Finalmente se volvió así por que le dio pena seguir siendo quien no era, se convirtió en lo que se convirtió porque cierto día se levantó en su perfecta cama y pensó que eso estaba muy jodido, que aparentar estaba muy jodido y que no amar estaba muy jodido, entonces se reventó, vomitó en la cara perfecta de la perfección y expiró en la tierra de las vírgenes perfectas y se volvió una puta imperfecta para buscar respuestas, para no aparentar, para seguir hacia una puerta con luz, que la sacara de la oscuridad en la que estaba. Finalmente Martina Fonseca era una mujer rota, una mujer desalmada, una mujer dejada: una mujer sin amor.
Martina Fonseca es puta por amor.
lunes, 23 de agosto de 2010
NO DESEARÁS A LA MUJER DEL PRÓJIMO
En algún punto del decálogo entregado por Dios a Moisés en el monte Sinaí, el Primero le enfatiza al segundo que es pecado que le guste la mujer de su compadre. Pero ¿qué pasa si la vieja está buena?
El prójimo, entendido como cualquier persona que esté al lado de uno, se supone que debe ser respetado. Pero lo confieso: me importa un pito mi prójimo cuando veo a su mujer.
Y es que me ha venido pasando desde hace varios meses cuando miro la parte de atrás de la mujer de mi prójimo. No me asusta pensar en que puede ser mía en algún momento. Es más, me divierte, porque estoy segura de que no disfruta lo que debería disfrutar cuando está con su esposo (mi prójimo) y me imagino haciéndola gozar de los pecados más mortales pero fascinantes a los que se ha venido negando.
Y es que creo que Dios se equivocó (con todo respeto por los creyentes) con ese mandamiento.

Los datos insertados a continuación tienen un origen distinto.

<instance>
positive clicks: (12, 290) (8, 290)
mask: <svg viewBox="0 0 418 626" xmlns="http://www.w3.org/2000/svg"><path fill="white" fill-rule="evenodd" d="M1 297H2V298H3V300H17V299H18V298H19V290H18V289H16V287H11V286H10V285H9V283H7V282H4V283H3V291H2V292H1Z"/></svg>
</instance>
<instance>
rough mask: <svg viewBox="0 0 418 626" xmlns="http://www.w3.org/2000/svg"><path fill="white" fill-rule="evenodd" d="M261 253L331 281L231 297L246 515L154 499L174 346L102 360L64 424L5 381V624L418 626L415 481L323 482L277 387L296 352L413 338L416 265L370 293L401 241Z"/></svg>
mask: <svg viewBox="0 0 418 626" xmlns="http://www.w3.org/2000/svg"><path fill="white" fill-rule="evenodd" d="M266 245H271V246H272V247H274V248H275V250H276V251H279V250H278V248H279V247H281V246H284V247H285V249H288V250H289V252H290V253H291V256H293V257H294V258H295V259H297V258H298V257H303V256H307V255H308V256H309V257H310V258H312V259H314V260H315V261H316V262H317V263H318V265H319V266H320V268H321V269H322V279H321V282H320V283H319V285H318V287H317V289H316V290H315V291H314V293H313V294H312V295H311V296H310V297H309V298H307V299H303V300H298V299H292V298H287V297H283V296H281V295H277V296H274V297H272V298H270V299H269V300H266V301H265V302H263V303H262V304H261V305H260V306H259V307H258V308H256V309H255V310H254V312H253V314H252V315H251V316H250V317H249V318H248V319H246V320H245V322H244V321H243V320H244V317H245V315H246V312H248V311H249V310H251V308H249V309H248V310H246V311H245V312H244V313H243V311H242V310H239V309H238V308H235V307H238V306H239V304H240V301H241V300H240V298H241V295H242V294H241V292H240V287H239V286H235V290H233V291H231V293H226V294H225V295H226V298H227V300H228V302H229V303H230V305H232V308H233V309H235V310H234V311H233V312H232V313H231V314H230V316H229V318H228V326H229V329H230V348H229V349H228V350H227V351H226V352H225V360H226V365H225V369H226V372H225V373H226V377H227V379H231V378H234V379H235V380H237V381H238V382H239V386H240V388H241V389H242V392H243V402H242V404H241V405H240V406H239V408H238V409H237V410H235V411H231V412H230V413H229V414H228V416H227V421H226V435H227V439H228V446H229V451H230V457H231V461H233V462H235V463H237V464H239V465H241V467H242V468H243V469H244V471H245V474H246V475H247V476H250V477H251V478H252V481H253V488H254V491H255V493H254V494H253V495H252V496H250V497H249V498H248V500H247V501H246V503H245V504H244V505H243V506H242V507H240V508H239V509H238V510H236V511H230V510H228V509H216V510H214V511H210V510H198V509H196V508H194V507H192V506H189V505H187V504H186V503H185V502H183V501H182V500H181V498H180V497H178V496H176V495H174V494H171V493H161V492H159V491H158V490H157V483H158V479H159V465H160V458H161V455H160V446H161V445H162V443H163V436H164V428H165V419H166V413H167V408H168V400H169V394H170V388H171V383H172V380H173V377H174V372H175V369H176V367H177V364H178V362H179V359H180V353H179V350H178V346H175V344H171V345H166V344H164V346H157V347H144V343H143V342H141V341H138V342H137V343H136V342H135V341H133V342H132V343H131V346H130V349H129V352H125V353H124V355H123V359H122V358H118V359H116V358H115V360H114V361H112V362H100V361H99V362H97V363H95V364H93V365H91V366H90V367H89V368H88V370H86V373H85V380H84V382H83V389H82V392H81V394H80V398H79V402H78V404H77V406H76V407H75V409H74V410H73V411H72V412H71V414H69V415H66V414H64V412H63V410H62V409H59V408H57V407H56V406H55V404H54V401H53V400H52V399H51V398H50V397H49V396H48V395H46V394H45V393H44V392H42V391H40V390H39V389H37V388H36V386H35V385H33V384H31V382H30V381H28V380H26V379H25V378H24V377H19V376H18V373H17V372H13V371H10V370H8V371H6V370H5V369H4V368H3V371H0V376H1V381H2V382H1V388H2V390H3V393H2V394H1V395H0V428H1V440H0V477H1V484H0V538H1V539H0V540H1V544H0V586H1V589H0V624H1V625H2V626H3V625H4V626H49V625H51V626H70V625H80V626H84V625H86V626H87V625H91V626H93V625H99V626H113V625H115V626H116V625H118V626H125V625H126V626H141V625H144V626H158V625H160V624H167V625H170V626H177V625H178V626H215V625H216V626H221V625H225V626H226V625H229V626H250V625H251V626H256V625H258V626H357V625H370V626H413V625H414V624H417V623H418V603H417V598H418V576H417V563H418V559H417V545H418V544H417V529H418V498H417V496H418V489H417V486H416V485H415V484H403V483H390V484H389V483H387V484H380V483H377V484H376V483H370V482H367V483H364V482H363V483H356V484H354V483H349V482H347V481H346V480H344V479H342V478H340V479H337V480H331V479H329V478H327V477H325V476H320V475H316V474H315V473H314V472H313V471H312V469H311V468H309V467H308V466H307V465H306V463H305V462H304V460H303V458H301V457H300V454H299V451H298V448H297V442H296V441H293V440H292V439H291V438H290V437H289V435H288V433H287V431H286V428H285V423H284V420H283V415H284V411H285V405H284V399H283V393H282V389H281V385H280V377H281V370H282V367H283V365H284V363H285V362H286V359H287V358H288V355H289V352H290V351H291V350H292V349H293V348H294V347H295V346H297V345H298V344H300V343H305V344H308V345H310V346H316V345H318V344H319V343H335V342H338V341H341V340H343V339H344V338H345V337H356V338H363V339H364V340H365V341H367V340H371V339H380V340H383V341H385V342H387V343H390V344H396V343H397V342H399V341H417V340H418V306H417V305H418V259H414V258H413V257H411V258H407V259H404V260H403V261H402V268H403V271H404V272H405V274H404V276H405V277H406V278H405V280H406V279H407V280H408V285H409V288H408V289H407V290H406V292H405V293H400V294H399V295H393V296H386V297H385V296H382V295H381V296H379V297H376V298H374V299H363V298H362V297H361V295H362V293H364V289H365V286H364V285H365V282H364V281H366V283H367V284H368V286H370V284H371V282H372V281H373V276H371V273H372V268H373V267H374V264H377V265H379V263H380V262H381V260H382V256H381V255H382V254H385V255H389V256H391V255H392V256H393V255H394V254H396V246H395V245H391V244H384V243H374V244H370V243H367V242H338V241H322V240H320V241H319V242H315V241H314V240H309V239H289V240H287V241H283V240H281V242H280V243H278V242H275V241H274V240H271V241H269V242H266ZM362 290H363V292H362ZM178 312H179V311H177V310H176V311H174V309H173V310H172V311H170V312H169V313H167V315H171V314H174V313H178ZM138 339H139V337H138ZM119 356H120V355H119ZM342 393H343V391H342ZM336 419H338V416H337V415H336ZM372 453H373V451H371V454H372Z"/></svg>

Porque ¿qué tal si la mujer de mi prójimo me hiciera caso? ¿Qué pasaría si me diera el placer de, en su cama (que vendría siendo la misma de mi prójimo), morderla, chuparla, lamerla y hasta comérmela toda?
Yo creo que en ese momento me olvidaría toda mi educación religiosa (porque fui educada en colegio de monjas y en la Universidad ni se diga). Creo que el disfrute del roce de nuestros cuerpos, de nuestra piel, de nuestras lenguas, que sin vergüenza lucharían entre sí, sería algo inigualable que no cambiaría por nada. Creo que el sonido de la puerta del cuarto de mi prójimo - que él mismo estaría golpeando- me excitaría muchísimo más, e inclusive me ayudaría a llegar…
Entonces ¿Por qué no puedo desear a la mujer de mi prójimo si es lo que me hace feliz? ¿Es que acaso las personas no tenemos derecho a buscar nuestra felicidad? Y si mi felicidad está en comerme a la mujer de mi prójimo, qué me ha de detener. Algunos podrían decir que es que es pecado, o que por motivos éticos. Pero una vez ella esté acostada debajo de mí con las piernas abiertas, ¿será que pensaré en que estoy pecando?
De pronto el remordimiento llegará después. Después de haber chupado y besado hasta quedar saciada de sexo, sudor, placer… hasta quedar toda llena de saliva por cualquier lado. Después de haberle abierto la puerta a mi prójimo con cara de satisfacción. Después, cuando las cosas hayan terminado y nos miremos cómplices de lo que hubo sucedido… De pronto.